With an interest in more than mere duplication of a scene, I primarily use an 8x10 camera, and occasionally a medium format Hasselblad, to reinterpret according to my vision.

I especially enjoy photographing with long exposures. Allowing low light to transform a scene over multiple hours allows for images that are an extension of time and space that we don't experience.

In recent years, I have developed an affinity for lith printing. This printing process involves greatly overexposing silver gelatin paper and developing the print in a dilute lith developer. The prints have an appearance noticeably different from a traditional silver print. In general, the mid to light tones can be very soft and warm while the dark tones are colder and gritty.

As stated by Tim Rudman (Photographer/Printer and authority on all things lith), the process follows two basic rules:

First, highlights are controlled by exposure, shadows are controlled by development.

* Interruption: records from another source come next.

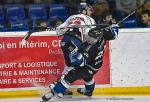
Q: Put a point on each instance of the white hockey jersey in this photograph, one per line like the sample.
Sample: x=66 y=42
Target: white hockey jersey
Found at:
x=82 y=21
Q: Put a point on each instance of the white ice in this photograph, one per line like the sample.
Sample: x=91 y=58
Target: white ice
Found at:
x=85 y=99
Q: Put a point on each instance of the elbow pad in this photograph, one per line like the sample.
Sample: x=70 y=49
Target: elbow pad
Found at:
x=77 y=60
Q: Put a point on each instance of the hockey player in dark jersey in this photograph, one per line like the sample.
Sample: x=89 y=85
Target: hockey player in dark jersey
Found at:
x=86 y=58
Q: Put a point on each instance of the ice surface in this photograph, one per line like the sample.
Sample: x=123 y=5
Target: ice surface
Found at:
x=85 y=99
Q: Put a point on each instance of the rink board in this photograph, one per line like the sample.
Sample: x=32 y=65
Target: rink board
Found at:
x=38 y=63
x=127 y=77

Second, color, texture and contrast are related to grain size in the emulsion - which is related to development.

The process is extremely versatile and allows for unlimited creative expression.

Unfortunately, many of the great lith papers are no longer made. In my experience, Kodak's Ektalure produces the finest lith prints and I have diligently acquired as much as I can get my hands on. The look and surface of this paper are unmatched. I have also found well expired papers work extremely well. I have printed on paper that expired in the early 1950’s with great results.

For archival and aesthetic purposes, I tone all of my prints in selenium, selenium and sepia, or gold toner.